During a press conference on opioids at an Ohio inpatient facility that treats newborns suffering from prenatal drug exposure, U.S. Health and Human Services Secretary Alex Azar said, “There really is no such thing as medical marijuana“. The statement came on the heels of questions about the viability of medical cannabis as an alternative to opioid painkillers. So while Ohio is preparing to launch its legal medical cannabis program, Health Secretary Alex Azar denies existence of medical marijuana.
Bridge’s Path is an inpatient facility in Kettering, Ohio. Physicians there treat newborns diagnosed with prenatal drug exposure. And increasingly, newborns are suffering from prenatal exposure to opioids.
Deaths from prescription and illicit opioid abuse have skyrocketed in recent years. Today, opioids are the leading cause of death for Americans under 50.
Last October, President Trump decried the opioid epidemic as a National Public Health Emergency. But critics blasted the move as largely symbolic.
More recently, reports have surfaced that Trump frequently expresses a desire to execute every drug dealer in America.
Those close to the president qualified his statements as meaning large-volume drug traffickers pedaling synthetic opioids like fentanyl.
During the press conference at Bridge’s Path, Trump’s health chief described the funding the government is devoting to combating the opioid crisis.
“We are devoting hundreds and hundreds of millions of dollars of research at our National Institutes of Health as part of the historic $13 billion opioid and serious mental illness program that the president and Congress are funding,” Azar said.

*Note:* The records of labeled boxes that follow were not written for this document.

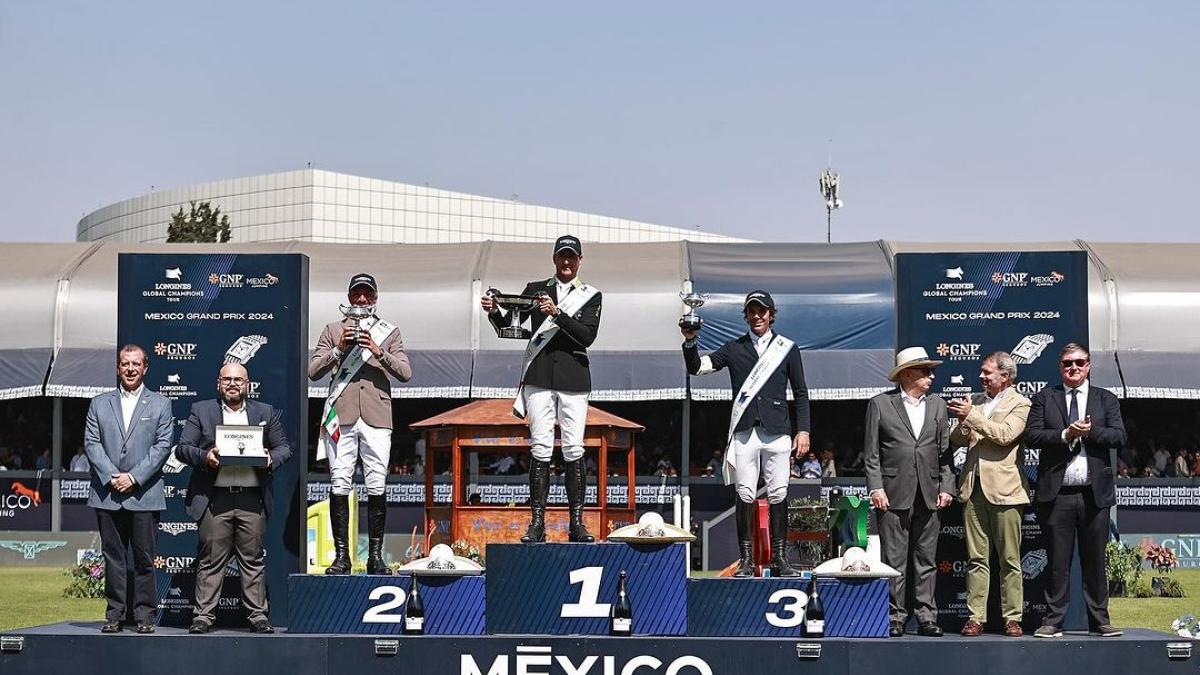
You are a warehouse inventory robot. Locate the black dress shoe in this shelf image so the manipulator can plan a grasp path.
[917,621,942,638]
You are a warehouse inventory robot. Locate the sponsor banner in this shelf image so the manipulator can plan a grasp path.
[118,253,308,626]
[934,502,1049,632]
[0,478,50,530]
[1121,532,1200,569]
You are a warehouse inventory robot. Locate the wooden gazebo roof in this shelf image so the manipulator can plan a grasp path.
[409,399,646,431]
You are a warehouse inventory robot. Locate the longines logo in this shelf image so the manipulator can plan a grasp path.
[158,521,197,537]
[154,342,198,362]
[935,342,983,362]
[0,539,67,560]
[458,645,713,675]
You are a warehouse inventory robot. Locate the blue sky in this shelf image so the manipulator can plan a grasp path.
[0,0,1200,241]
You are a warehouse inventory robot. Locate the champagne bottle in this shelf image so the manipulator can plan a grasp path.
[612,569,634,635]
[404,577,425,635]
[804,577,824,638]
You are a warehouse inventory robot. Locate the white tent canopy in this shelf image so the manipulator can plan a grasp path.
[0,241,1200,400]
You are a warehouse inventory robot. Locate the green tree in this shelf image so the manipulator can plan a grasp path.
[167,202,229,244]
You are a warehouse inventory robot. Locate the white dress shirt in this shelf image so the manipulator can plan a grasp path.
[1062,380,1091,486]
[900,393,929,438]
[212,401,265,488]
[119,384,146,434]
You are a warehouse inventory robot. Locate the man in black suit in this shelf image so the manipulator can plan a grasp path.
[680,285,809,577]
[175,363,292,633]
[480,234,601,543]
[1025,342,1126,638]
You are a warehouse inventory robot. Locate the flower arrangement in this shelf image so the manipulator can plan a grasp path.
[1171,614,1200,640]
[1144,544,1180,574]
[62,549,104,598]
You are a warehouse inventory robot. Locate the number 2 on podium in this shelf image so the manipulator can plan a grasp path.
[558,567,608,619]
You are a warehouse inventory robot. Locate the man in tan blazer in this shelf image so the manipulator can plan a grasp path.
[948,352,1030,638]
[308,274,413,574]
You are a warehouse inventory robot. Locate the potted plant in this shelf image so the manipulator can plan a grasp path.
[1104,542,1141,598]
[1144,544,1183,598]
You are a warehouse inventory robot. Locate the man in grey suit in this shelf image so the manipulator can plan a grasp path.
[84,345,175,633]
[863,347,954,638]
[175,363,292,634]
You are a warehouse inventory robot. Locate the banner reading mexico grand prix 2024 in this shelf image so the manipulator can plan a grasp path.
[895,251,1087,629]
[116,253,308,626]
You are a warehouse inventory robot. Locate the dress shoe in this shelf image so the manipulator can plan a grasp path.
[917,621,942,638]
[1033,623,1062,638]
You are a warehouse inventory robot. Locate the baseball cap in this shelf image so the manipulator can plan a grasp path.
[346,273,379,293]
[554,234,583,256]
[742,291,775,311]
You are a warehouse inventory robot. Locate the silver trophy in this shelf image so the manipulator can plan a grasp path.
[679,293,708,331]
[337,305,374,342]
[487,288,545,340]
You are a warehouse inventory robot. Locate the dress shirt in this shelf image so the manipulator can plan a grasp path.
[1062,380,1091,486]
[120,384,146,434]
[212,401,258,488]
[900,393,929,438]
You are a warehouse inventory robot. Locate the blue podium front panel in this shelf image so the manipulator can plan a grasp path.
[817,577,892,638]
[288,574,485,635]
[487,543,688,635]
[688,578,809,638]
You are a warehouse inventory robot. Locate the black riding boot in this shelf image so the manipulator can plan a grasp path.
[367,487,391,574]
[325,487,350,574]
[565,459,596,544]
[521,459,550,544]
[733,496,755,578]
[769,500,800,577]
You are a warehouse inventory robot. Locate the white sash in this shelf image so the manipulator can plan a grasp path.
[317,317,396,460]
[512,283,600,419]
[721,334,794,485]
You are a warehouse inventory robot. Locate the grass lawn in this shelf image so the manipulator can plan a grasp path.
[0,567,1200,633]
[0,567,104,631]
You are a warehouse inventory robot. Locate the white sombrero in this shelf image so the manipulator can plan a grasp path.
[608,510,696,544]
[400,544,484,577]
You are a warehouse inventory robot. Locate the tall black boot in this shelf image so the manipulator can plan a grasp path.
[733,496,754,578]
[565,459,596,544]
[367,487,391,574]
[769,500,800,577]
[325,495,350,574]
[521,459,550,544]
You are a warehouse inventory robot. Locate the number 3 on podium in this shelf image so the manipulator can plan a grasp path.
[558,567,608,619]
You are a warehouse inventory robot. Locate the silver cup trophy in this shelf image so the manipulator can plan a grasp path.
[487,288,538,340]
[337,300,374,340]
[679,292,708,331]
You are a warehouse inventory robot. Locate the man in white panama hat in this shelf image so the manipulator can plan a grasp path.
[863,347,954,638]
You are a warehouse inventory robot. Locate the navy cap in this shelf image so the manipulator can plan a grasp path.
[554,234,583,256]
[742,291,775,311]
[346,273,379,293]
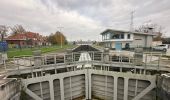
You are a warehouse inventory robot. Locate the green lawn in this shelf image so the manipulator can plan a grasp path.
[7,45,74,58]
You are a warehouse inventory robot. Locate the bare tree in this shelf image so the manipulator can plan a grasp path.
[11,25,26,35]
[0,25,8,41]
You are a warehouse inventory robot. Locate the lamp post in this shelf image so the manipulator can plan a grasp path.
[57,26,64,48]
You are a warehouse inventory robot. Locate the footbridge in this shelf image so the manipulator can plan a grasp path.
[1,46,170,100]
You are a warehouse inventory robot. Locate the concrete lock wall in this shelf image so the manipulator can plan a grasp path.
[23,69,156,100]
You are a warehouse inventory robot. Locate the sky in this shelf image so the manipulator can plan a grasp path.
[0,0,170,41]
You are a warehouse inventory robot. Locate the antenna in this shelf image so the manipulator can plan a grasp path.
[130,11,135,32]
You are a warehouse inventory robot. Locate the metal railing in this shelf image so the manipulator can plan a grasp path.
[2,52,170,70]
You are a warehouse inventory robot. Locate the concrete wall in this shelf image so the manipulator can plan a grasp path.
[23,69,156,100]
[0,79,20,100]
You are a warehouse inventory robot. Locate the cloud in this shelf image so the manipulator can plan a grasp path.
[0,0,170,40]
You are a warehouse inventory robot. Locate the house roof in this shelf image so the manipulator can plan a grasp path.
[6,32,43,40]
[100,29,156,36]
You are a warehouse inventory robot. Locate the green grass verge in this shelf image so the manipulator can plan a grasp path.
[7,45,74,58]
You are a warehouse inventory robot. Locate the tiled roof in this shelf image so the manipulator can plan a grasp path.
[100,29,156,36]
[6,32,43,40]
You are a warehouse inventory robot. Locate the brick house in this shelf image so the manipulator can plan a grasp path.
[6,32,48,48]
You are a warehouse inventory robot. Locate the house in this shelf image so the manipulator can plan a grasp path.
[6,32,47,48]
[100,29,154,49]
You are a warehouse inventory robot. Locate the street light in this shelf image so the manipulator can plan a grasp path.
[57,26,64,48]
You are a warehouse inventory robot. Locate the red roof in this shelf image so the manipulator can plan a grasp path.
[6,32,43,40]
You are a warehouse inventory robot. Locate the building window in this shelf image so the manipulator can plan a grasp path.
[127,34,130,39]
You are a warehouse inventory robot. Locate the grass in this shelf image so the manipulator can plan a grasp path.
[7,45,74,58]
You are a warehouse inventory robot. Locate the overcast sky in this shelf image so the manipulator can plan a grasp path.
[0,0,170,40]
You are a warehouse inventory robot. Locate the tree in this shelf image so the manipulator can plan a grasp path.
[11,25,26,35]
[48,31,67,44]
[0,25,8,41]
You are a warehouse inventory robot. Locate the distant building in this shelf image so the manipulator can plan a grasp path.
[6,32,48,48]
[101,29,154,49]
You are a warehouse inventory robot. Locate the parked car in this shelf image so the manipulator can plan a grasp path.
[153,44,170,52]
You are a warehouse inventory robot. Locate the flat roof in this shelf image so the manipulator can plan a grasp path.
[100,29,156,36]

Azar went on to describe how “over $750 million just in 2019 alone is going to be dedicated towards the National Institutes of Health working in public-private partnership to try and develop the next generation of pain therapies that are not opioids.”
Yet when asked what role he sees medical marijuana playing as a next-generation alternative to opioids, Azar had this to say.
“There is no FDA-approved use of marijuana, a botanical plant. I just want to be very clear about that.”
When Azar says there’s “is no FDA-approved” use of marijuana, he’s correct in a purely technical sense. Indeed, the federal government still considers marijuana a Schedule I drug.
But that is not the same thing as saying “there really is no such thing as medical marijuana”.
Multiple studies and countless patient testimonies provide a strong for the safety and effectiveness of cannabis as a pain reliever. At the very least, the data calls for further study, not outright dismissals.
But a quick survey of Alex Azar’s résumé might reveal why the former Big Pharma executive is taking such a baffling stance against medical cannabis.
Azar represents exactly the kind of revolving door from lobbying firms to public office that Trump promised he would put an end to with his “drain the swamp” campaign platform.
Azar was US Deputy Secretary of Health and Human Services for George W. Bush before becoming President of Eli Lilly and Company, a major pharmaceutical firm, from 2012 to 2017.
During that time, Azar also served on the board of directors of the Biotechnology Innovation Organization, a large pharmaceutical lobby.
So it’s safe to assume the “public-private” partnerships Azar mentioned in the Kettering press conference would benefit drug companies like Eli Lilly.
Multiple investigations have documented the aggressive anti-cannabis lobbying of the major pharmaceutical companies. Put simply, legal medical cannabis represents a major threat to drug company profits and their grip on the industry.
And Azar’s completely unfounded claim that there is no such thing as medical marijuana is a transparent indication of the conflicts of interest shaping federal drug policy and the government’s response to the opioid crisis.
So when Trump’s Health Secretary Alex Azar denies existence of medical marijuana, it’s not because he’s ignorant of the facts.
It’s because Azar is beholden to the special interests of Big Pharma, not the well-being of the American public.